# Unable to get ipv6 working



## thegolum35 (Jul 3, 2013)

Hi, 

I am currently trying to have IPv6 connectivity on my FreeBSD 9.1-STABLE box. To do this, I followed http://borderworlds.dk/blog/20120122-00.html as I want an autoconfiguration. But all I get is a local link IPv6 (fe80*). I thought IPv6 support was not enabled in my kernel but I get an IPv6 local link so that support is included.

How could I get IPv6 connectivity working_?_

Thank you.


----------



## ShelLuser (Jul 3, 2013)

thegolum35 said:
			
		

> I am currently trying to have IPv6 connectivity on my FreeBSD 9.1-STABLE box. To do this, I followed http://borderworlds.dk/blog/20120122-00.html as I want an autoconfiguration.

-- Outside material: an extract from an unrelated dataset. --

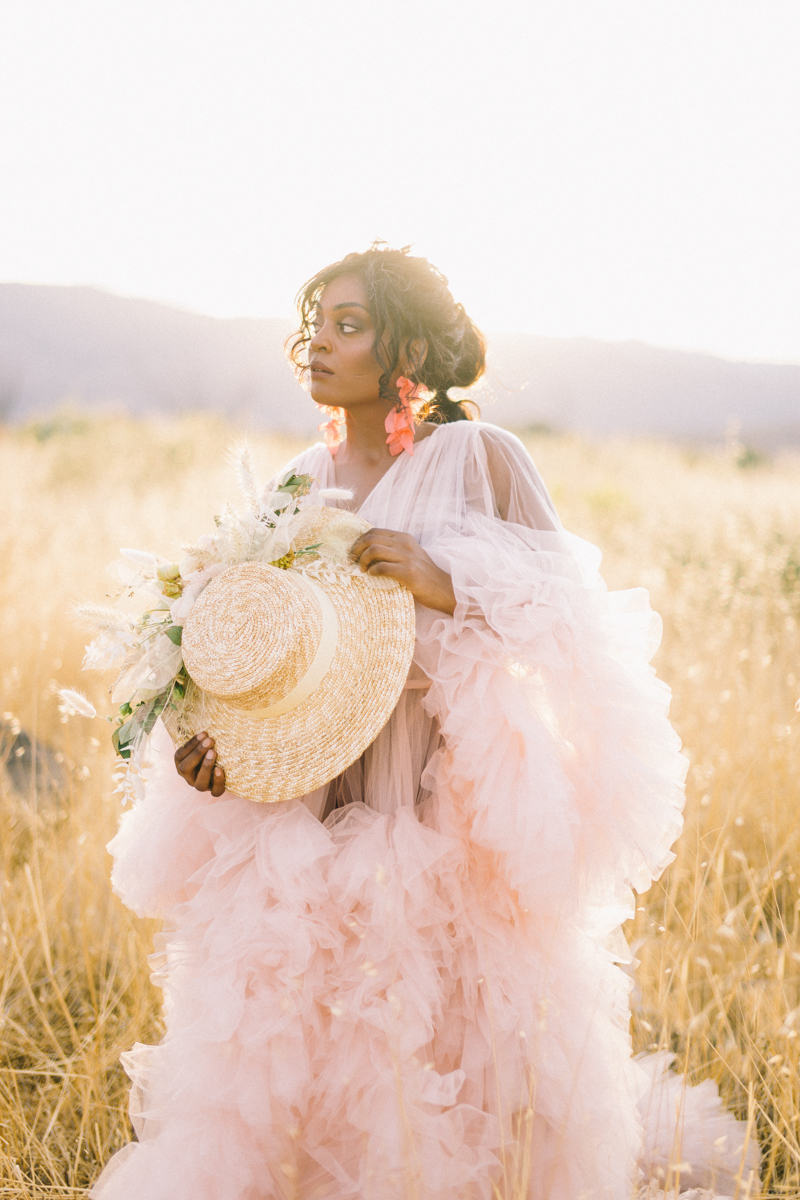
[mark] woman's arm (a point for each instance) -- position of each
(400, 557)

Personally I'd recommend looking into the FreeBSD handbook since you can be sure that it contains information which is both up to date and verified.

You can immediately see some differences between the two when it comes to auto configuration, so I suspect that the instructions you're following are incorrect.

Just in case; do keep in mind that if you're using auto configuration then there has to be something available on your network which provides IPv6 addresses.


----------



## SirDice (Jul 3, 2013)

Your gateway machine needs to have rtadvd(8) running for autoconfiguration to work. There are other ways of doing it but you must have something that sends Router Advertisements.


----------